News for the East Bay's diverse, working-class majority.
Brought to you by the Democratic Socialists of America, East Bay chapter.
September 28, 2020
By Fred Glass
Proposition 15 offers California socialists an opportunity to raise class consciousness through an electoral campaign. The ballot measure would close a property tax loophole through which large corporations and wealthy individuals have stolen billions of dollars a year from the state’s working class for four decades. It is on the state ballot in the middle of a pandemic-induced economic depression, the likes of which we haven’t seen since the 1930s, and an uprising against systemic racism that has brought more people into the streets in protest in a shorter period of time than has ever occurred in this country.
When all of these factors are folded within the ever-widening gyre of climate change destruction, pushed in our faces by the masks we are now wearing not only to protect our lungs against COVID-19 but also from the smoke particles falling from the skies due to fires raging throughout the state, it would be a crime if we can’t find ways to help people understand that the root of these afflictions is one and the same thing: a society that places profit above the needs of people.
If passed, Proposition 15 would raise $10 – 12 billion in revenues in a non-pandemic year. By way of context, the entire state budget before COVID was $200 billion; this one tax could generate a 5 or 6% increase to the budget. The beauty of it is that 92% of those revenues would come from just 10% of the commercial properties being taxed—a sign of the state’s enormous economic inequality, and an indicator of why our public schools and services remain so underfunded. While far from adequate to fully address that inequality and its daily harm, Prop 15 is an important step in the right direction, for two reasons.
The first reason: substantial help for the state’s working class. We know from the recent past what happens to schools and services in a severe economic downturn. During the worst days of the Great Recession in 2008-2010, K-12 public schools lost ten percent of its teachers: 30,000 within three years out of an original workforce of 300,000. This translated to class sizes skyrocketing, teachers’ reduced ability to give individual attention to students in most need, and a further diminution of already skeletal classroom supports like school librarians, nurses, and counselors. This was just one small corner of the impact of that recession in the public sector. Similar losses of jobs and programs serving the public occurred in public health, transit, safety, and various regulatory agencies.

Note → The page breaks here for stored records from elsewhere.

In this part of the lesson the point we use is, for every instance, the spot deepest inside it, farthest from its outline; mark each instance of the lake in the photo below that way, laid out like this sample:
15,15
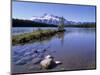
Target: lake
75,48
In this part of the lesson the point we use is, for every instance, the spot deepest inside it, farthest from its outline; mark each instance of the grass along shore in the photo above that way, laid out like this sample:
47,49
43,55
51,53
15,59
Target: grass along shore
33,36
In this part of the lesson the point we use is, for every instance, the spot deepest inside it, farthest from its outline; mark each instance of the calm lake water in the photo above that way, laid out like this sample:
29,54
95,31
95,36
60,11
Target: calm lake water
75,48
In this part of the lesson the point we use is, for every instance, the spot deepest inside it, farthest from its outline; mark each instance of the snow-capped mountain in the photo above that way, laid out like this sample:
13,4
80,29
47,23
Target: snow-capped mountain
49,19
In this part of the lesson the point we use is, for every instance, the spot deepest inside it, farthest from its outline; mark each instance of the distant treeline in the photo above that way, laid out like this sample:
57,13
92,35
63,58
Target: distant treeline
84,25
28,23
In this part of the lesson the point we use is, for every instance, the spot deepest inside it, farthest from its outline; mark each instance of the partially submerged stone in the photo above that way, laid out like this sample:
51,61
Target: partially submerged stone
48,62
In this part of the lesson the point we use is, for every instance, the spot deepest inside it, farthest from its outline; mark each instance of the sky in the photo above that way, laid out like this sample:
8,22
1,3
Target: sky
77,13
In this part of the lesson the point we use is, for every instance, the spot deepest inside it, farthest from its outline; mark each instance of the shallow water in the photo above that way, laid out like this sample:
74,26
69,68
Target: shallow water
75,48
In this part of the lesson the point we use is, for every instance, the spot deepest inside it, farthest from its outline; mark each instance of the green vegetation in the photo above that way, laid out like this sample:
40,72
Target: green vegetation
33,36
28,23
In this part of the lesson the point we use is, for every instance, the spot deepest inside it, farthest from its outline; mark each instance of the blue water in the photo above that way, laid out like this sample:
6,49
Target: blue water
75,48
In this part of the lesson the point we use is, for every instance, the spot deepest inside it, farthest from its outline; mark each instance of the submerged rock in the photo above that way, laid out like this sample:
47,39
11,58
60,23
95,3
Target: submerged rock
48,62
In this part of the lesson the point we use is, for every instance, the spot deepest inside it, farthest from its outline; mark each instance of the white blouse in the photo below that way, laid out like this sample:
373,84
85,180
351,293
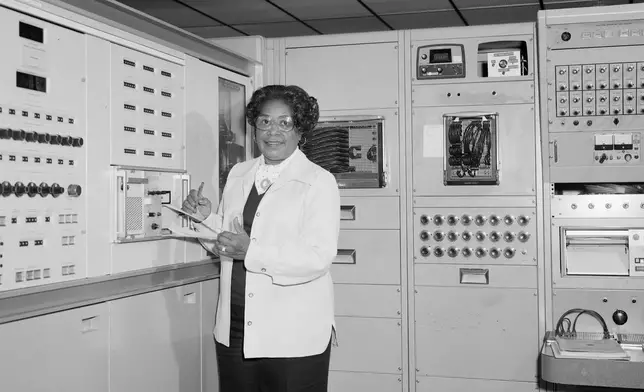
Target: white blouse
267,174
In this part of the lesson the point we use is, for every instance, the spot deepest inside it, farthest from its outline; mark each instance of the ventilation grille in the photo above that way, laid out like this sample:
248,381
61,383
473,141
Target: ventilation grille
133,214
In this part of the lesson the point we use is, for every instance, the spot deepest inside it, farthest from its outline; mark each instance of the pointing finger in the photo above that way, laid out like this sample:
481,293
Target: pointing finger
200,191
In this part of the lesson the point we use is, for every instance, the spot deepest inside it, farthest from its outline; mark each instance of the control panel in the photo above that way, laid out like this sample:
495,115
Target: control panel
147,96
471,149
608,89
440,62
491,236
617,148
139,199
42,153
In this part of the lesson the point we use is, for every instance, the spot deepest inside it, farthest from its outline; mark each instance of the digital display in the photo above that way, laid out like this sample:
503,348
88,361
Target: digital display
31,32
440,56
31,82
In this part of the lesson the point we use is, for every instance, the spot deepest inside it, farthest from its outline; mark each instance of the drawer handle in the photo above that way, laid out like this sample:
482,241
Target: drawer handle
347,212
474,275
345,256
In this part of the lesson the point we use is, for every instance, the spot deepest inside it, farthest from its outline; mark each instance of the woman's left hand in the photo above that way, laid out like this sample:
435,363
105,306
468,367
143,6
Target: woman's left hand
234,245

This Pandemic Depression is likely to be worse and longer-lasting, but we can take some heart from what happened in 2012: Proposition 30, imposing income tax increases on the richest Californians, netting the state $7 – 9 billion per year, and restoring much—but not all—of the jobs and services lost in the previous years. Despite an onslaught of spending and scary campaign ads from the most reactionary sectors of the bourgeoisie, the public—shocked at the devastation caused by the Great Recession, on top of years of neoliberal decay, which together eroded the effectiveness of the longstanding American exceptionalist ideology that proposed that everyone who works hard can make it—wasn’t buying that argument anymore, nor the blanket anti-tax perspective pushed by the right.
As a result Prop 30 relieved some of the human suffering and rebuilt some of the state functions devastated by the Great Recession, and that’s what Prop 15 will do. “The most good for the most people” is an important principle for socialists; a concrete reform with direct benefits for the working class is something we can and should readily support.

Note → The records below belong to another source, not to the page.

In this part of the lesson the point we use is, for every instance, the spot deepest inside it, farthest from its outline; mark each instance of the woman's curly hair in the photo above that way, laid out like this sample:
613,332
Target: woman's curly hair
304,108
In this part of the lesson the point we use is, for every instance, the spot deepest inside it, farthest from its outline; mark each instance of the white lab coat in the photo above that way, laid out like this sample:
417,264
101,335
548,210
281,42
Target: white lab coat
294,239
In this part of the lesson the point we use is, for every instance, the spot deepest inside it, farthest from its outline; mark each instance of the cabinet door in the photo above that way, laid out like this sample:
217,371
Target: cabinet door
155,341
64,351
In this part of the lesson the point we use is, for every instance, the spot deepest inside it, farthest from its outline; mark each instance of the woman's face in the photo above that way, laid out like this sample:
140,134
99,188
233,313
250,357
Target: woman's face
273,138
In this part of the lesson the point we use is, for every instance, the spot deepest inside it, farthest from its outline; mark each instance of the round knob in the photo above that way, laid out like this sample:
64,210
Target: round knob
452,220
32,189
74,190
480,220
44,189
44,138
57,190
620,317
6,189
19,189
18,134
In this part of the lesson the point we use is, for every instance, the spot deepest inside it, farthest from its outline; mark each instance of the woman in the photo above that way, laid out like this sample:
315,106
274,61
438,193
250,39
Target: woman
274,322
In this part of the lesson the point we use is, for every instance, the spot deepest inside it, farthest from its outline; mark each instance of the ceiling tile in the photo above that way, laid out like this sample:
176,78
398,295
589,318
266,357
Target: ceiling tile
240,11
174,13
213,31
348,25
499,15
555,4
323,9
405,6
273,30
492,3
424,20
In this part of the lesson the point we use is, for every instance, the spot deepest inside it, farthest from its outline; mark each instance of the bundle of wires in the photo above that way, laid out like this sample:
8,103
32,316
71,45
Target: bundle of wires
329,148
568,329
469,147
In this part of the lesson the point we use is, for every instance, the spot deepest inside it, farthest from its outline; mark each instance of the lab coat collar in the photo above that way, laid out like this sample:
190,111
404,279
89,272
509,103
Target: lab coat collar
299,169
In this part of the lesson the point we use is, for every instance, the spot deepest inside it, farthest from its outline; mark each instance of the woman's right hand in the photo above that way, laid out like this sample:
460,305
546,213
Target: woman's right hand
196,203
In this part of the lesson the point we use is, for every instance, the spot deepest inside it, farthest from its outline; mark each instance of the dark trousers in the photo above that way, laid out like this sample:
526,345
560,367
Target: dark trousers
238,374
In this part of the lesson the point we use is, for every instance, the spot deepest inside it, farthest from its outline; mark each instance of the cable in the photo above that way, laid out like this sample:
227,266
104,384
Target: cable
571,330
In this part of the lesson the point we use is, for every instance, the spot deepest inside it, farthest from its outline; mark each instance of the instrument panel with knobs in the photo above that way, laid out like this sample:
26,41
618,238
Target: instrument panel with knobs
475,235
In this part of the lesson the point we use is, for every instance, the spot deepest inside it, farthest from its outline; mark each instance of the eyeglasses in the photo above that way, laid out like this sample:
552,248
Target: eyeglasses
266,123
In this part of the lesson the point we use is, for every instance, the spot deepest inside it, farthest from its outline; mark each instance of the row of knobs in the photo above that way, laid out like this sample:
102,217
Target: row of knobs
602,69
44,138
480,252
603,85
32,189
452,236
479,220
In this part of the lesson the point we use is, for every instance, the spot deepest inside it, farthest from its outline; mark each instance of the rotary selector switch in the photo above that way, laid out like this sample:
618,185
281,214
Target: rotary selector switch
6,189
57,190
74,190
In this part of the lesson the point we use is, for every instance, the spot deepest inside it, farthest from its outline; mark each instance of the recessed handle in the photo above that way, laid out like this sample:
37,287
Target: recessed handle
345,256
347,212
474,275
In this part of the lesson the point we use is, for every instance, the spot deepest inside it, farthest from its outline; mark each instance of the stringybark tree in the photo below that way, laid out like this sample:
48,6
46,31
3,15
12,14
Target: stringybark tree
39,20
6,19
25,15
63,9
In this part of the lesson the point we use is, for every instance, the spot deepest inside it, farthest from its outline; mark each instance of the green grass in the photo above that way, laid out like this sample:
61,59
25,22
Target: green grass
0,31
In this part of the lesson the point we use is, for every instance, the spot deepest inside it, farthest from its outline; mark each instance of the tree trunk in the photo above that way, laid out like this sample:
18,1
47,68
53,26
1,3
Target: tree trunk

The other reason to support and actively participate in the Prop 15 campaign is that like Prop 30, Prop 15 is a progressive tax, drawing its revenue from those best able to pay on behalf of the common good. In talking about where the revenues come from we highlight the economic inequalities that Prop 15 begins to address. This means it is a vehicle for drawing public attention to the ravages of the neoliberal austerity under which we have been suffering for more than forty years, since passage of Prop 13 in 1978, which created the same assessment structure for commercial properties as it did for residential property.
The “tax the rich” slogan—and its more precise corollary, “close corporate tax loopholes”—helps get the conversation started on the right foot, opening the possibility for discussions about economic inequality and social class with voters, with the ultimate destination a conversation about why we need a socialist society to replace the increasingly dysfunctional capitalist mess we’ve been saddled with.

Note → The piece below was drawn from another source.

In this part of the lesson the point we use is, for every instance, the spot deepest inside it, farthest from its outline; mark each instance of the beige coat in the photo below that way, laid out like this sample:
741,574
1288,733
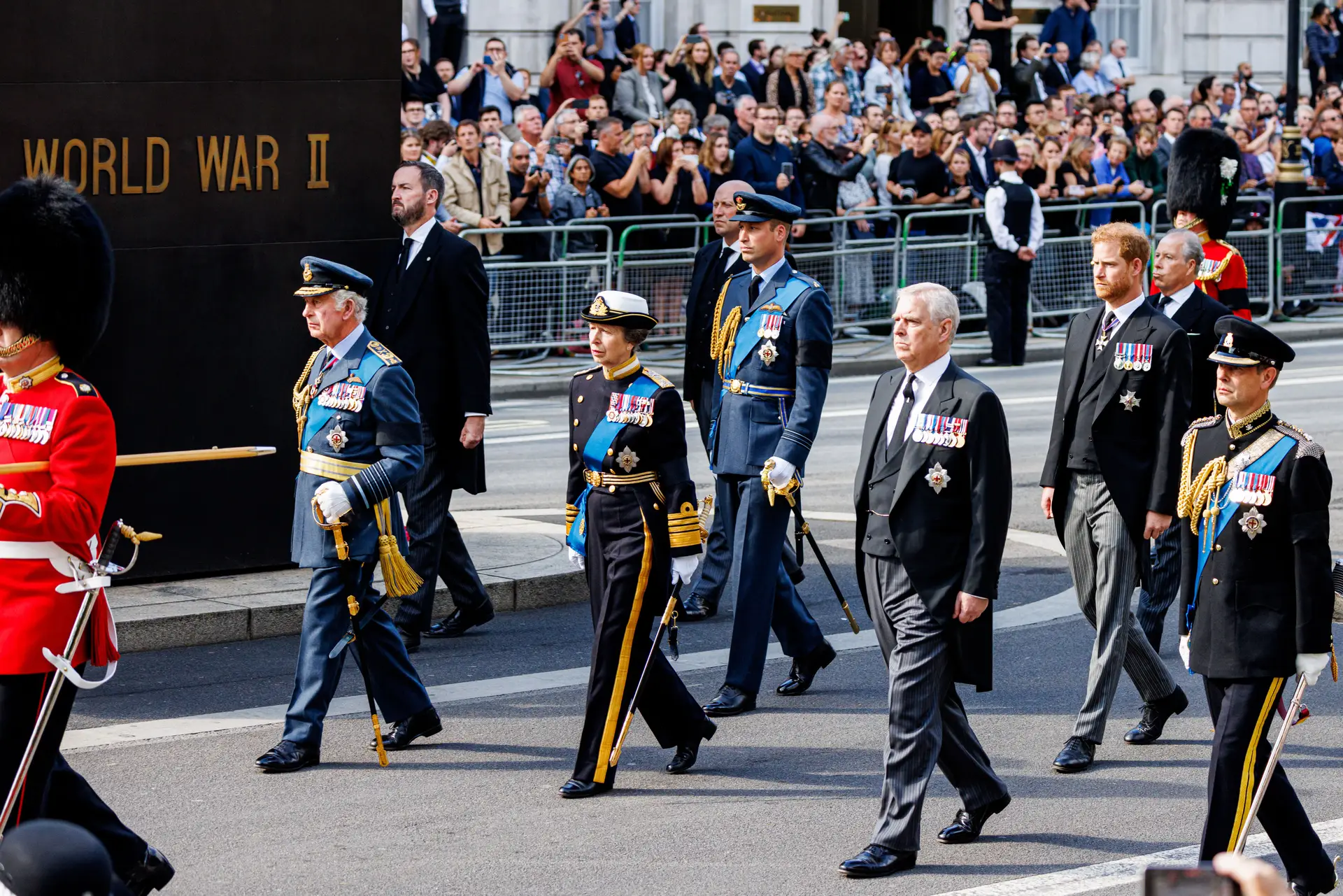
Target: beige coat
462,201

Since the beginning of summer East Bay DSA has joined with comrades in several other chapters around the state in online educationals, Zoom rallies, virtual phone banks, and on Labor Day, car caravans and human billboarding. The EBDSA and statewide working groups are expanding these activities. Throughout October we will be phone banking voters, organizing virtual house meetings, and planning another outdoor COVID-safe event in the first full week of October, along with GOTV activities.
Prop 15 is supported by the entire California labor movement and a huge coalition of community organizations, but the other side has unlimited pockets and an unscrupulous messaging playbook. The EBDSA Working Group on Prop 15 is your vehicle to help pass the measure, and to expand the class consciousness of the electorate. Don’t miss out on the opportunity.